NearNode uses a four-tier RBAC model. Every workspace member has exactly one role. Permissions are enforced at both the UI and API level — there is no client-side-only access control.
Role Hierarchy
Owner → Admin → Editor → Viewer
▲ ▲ ▲ ▲
│ │ │ │
Full Manage Modify Read
Control Resources Content Only
Permission Matrix
| Action | Owner | Admin | Editor | Viewer |
|---|
| Nodes | | | | |
| View nodes | ✓ | ✓ | ✓ | ✓ |
| Create nodes | ✓ | ✓ | ✓ | — |
| Edit node payloads | ✓ | ✓ | ✓ | — |
| Delete nodes | ✓ | ✓ | — | — |
| Kill switch (deactivate) | ✓ | ✓ | — | — |
| Routing Rules | | | | |
| View rules | ✓ | ✓ | ✓ | ✓ |
| Create / edit rules | ✓ | ✓ | ✓ | — |
| Delete rules | ✓ | ✓ | — | — |
| Fleet | | | | |
| View batches | ✓ | ✓ | ✓ | ✓ |
| Create batches | ✓ | ✓ | — | — |
| Generate / deploy batches | ✓ | ✓ | — | — |
| Download manifest | ✓ | ✓ | ✓ | ✓ |
| Templates | | | | |
| View templates | ✓ | ✓ | ✓ | ✓ |
| Create / edit templates | ✓ | ✓ | — | — |
| Delete templates | ✓ | ✓ | — | — |
| Analytics | | | | |
| View analytics | ✓ | ✓ | ✓ | ✓ |
| Export analytics | ✓ | ✓ | ✓ | — |
| NFC Writer | | | | |
| Write to hardware | ✓ | ✓ | ✓ | — |
| Lock tags | ✓ | ✓ | — | — |
| View write logs | ✓ | ✓ | ✓ | ✓ |
| Alerts | | | | |
| View alert rules | ✓ | ✓ | ✓ | ✓ |
| Create / edit alerts | ✓ | ✓ | — | — |
| Delete alerts | ✓ | ✓ | — | — |
| Settings | | | | |
| Manage members | ✓ | ✓ | — | — |
| Manage webhooks | ✓ | ✓ | — | — |
| Manage API keys | ✓ | ✓ | — | — |
| Manage custom domains | ✓ | ✓ | — | — |
| Manage billing | ✓ | — | — | — |
| Transfer ownership | ✓ | — | — | — |
| Delete workspace | ✓ | — | — | — |
Role Descriptions
Owner
Full control over the workspace.
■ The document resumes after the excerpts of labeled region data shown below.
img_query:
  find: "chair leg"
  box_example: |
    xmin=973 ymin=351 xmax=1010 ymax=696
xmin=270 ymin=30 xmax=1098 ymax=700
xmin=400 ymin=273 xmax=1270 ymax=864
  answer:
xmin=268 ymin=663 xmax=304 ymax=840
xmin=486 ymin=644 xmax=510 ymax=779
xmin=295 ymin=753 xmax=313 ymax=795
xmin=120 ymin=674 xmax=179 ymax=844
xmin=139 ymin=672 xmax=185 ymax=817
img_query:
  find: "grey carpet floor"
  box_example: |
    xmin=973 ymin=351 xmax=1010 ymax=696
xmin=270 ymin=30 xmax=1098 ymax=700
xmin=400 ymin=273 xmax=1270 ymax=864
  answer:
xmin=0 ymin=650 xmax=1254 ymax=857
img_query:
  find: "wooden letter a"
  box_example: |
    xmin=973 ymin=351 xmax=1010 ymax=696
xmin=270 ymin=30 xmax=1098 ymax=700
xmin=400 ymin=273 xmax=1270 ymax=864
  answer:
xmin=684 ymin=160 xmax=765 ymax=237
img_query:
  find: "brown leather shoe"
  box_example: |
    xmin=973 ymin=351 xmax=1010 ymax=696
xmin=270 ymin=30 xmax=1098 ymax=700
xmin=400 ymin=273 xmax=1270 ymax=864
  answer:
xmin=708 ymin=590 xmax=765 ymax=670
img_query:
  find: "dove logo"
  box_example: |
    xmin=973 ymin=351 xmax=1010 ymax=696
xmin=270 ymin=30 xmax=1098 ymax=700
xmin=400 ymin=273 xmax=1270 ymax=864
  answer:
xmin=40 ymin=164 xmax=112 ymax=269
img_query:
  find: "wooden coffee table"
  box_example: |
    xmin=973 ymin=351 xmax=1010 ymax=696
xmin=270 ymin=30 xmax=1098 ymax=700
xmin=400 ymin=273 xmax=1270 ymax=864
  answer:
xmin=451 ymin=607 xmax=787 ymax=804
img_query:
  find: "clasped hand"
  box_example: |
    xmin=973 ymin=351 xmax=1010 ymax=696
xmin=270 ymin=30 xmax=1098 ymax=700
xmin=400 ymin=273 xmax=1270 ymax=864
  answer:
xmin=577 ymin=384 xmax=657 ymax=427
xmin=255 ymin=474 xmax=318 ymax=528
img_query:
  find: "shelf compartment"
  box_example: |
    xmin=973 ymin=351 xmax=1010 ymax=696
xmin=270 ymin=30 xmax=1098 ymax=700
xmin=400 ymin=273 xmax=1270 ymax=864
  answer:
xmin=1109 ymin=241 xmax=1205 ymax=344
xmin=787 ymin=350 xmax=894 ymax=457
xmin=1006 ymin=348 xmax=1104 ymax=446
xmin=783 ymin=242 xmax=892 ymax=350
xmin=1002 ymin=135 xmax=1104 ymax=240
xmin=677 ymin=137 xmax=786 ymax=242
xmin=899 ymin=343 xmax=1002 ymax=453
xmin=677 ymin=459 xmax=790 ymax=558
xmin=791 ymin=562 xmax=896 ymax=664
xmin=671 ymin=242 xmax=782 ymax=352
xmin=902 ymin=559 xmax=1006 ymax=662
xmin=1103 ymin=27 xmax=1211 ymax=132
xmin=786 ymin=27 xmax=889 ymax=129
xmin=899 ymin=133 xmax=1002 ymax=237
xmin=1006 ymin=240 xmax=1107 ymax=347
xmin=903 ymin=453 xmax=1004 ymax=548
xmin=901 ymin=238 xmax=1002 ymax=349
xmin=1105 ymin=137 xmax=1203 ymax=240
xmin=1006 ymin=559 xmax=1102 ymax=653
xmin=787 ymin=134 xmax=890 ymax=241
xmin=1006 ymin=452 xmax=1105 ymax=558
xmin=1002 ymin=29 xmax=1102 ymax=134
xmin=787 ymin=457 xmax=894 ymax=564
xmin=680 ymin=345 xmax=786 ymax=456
Can manage billing, transfer ownership, and delete the workspace. There is exactly one Owner per workspace.
Admin
Full CRUD access to all resources. Can manage team members (invite, change roles, remove) except the Owner. Cannot manage billing or delete the workspace.
Editor
Can create and modify nodes, routing rules, and write NFC tags. Cannot delete nodes, manage batches/templates, or access workspace settings. Ideal for field operators and content managers.
Viewer
Read-only access to all resources. Can view nodes, analytics, write logs, and batches but cannot modify anything. Ideal for stakeholders, clients, and auditors.
Changing a Member’s Role
Open Members
Navigate to Settings → Members.
Select Role
Click the role badge next to the member’s name. Select the new role from the dropdown.
Confirm
Role changes take effect immediately. The member’s active sessions are updated without requiring re-login.
Admins can change the roles of Editors and Viewers, but cannot promote themselves to Owner or demote another Admin. Only the Owner can manage Admin-level role changes.
API Enforcement
RBAC is enforced server-side on every API request. An API key inherits the permissions of the user who created it. If a key’s creator is later downgraded to Viewer, the key can only perform read operations.
# This will return 403 if the key's creator is a Viewer
curl -X DELETE https://nearnode.io/api/v1/nodes/r5v5z7t2 \
-H "Authorization: Bearer sk_live_..."
# Response:
# { "data": null, "error": "Insufficient permissions. Required: nodes:delete" }
Use scoped API keys to further restrict access beyond role-level permissions. A scoped key can never exceed its creator’s role permissions.